Глава 9 Йельский палач

Онлайн чтение книги Чёртово наследство Chertovo nasledstvo
Глава 9 Йельский палач

- Что-то ты бледный сегодня, - тонкая ладошка мимоходом пощупала лоб, и жена вновь отвернулась к печи, проворно стряпая завтрак.

Обычно такая теплая, привычная ласка сегодня почему-то вызвала тошноту. Мирон потер жесткой, задубевшей от работы на скотобойне ладонью лоб, стирая неприятное ощущение, и искоса взглянул на суетящуюся у печки Оринку. Стройная, с веселыми карими глазами, где все время прыгали рыжие чертики, спорая до работы и ласковая с семьей, его жена всегда вызывала зависть у приятелей. «Гуляет небось», - все время каркал жирный сосед, когда по четверничкам они пили вместе пиво у столовальника. «Бестолковая она у тебя, - поддакивал тот же столовальник, чья женка отличалась мрачным нравом и черными усами, - вот чего она поет все время? Стирает – поет! Готовит – поет! Грех сказать – горшки выносит, и то чего-то там мурлыкает себе под нос! Не слабоумная ли? Али попивает тайком?».

«Шибко ласкова, - бурчал Еремча, приятель детства, - Знать, чует за собой проказу какую-то. С чего бы бабе просто так ласковой-то быть, сам подумай!». Мирон всегда отшучивался и, довольно сдувая пену с кружки, думал, что ничего-то его приятели не понимают в жизни.

Жену он любил, зависть соседей понимал и прощал им по добродушию своему, потому что где ж на всех таких жен напастись? Одна всего и есть на свете, и то ему, Мирону, досталась. А они еще отговорить перед свадьбой пытались – мол, бесприданница да молода больно, толку не будет. Растранжирит все Мироновы рыжухи да беленькие, года не пройдет, еще и будет юбками трясти перед каждым заезжим молодцом.

А вот вам, выкусите. И хозяйство еще больше приросло, и ребеночек по двору бегает, такой же крепенький и черноглазый, как отец, и снова у Оринки живот округлился, Творец даст, до зимы будем уже не трое, а четверо. Девочку бы, чтоб на жену была похожа, такая же, с конопушками…

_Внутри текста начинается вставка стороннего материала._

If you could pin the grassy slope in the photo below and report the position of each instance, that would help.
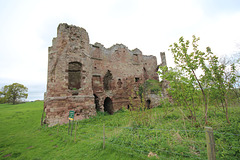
(22, 137)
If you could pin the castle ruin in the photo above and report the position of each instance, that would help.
(87, 78)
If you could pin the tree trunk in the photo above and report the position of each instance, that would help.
(204, 97)
(226, 105)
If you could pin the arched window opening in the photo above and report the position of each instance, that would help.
(74, 75)
(107, 80)
(108, 105)
(96, 101)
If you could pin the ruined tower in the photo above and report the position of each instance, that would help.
(87, 78)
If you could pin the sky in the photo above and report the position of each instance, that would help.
(27, 28)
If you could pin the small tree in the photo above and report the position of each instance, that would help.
(14, 92)
(191, 62)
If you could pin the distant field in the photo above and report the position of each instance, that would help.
(169, 136)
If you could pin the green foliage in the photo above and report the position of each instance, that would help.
(13, 93)
(187, 89)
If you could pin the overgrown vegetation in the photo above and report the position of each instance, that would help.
(128, 135)
(212, 87)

Так чего ж сегодня с утра так муторно?

Вроде спать ложился – хорошо все было. Сон дурной, что ли? Бывает так – приснится какая-то пакость, и не помнишь с утра, что привиделось, а все равно как пеленой серой голова затянута. Все не в радость.Оринка подала на стол печеники изгречневой каши с мясной подливкой. Почему-то при виде мяса Мирону стало совсем нехорошо. Во рту появился такой мерзкий привкус, будто  железную ручку сидел облизывал. 

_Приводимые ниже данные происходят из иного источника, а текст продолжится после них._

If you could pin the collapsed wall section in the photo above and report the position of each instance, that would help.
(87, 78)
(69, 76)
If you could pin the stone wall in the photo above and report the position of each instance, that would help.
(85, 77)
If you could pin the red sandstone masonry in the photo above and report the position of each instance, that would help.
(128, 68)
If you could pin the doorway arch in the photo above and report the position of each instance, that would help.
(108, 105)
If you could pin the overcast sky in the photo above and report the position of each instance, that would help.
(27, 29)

- Я это… Пройдусь чуток, - с кряхтением поднялся мужик и, не глядя на жену, выскочил за дверь. Объясняться не хотелось, завтракать тоже.

- Мирон! – окликнула его Оринка, встревоженная чем-то, но даже при звуке голоса его замутило. Может, пиво вчера столовальник несвежее подал? С этого жихаря станется.

Ноги сами понесли  в сторону скотобойни.

Работу свою, неприглядную и для многих грязную, Мирон тем не менее уважал и делал добросовестно. Ну и что, что мясник. Ну да, коровок и овечек жалко. А вот колбаску-то всякий ест, не задумываясь особенно, на каких таких пальмах заморских она растет. Вот и Мирон, огрубев душой, спокойно орудовал здоровенным топором, отделяя куски туши и раскладывая мясо да требуху по ранжиру – это на суп, это только собакам сгодится, с этим пирожки хороши, а вот такая вырезочка – самая дорогая, на рынке купцы берут, и даже из государевой коптильни приезжают – деликатесы готовить к верховному столу. Говорят, Кудеяр наш стал совсем желудком слаб, ему самое разнежнейшее мяско подавай, а знаменитая Йельская ветчина всегда ему угождала. Так что Мирон, можно сказать – не просто мясник, а государственного направления труженик, и труд его важен и почетен.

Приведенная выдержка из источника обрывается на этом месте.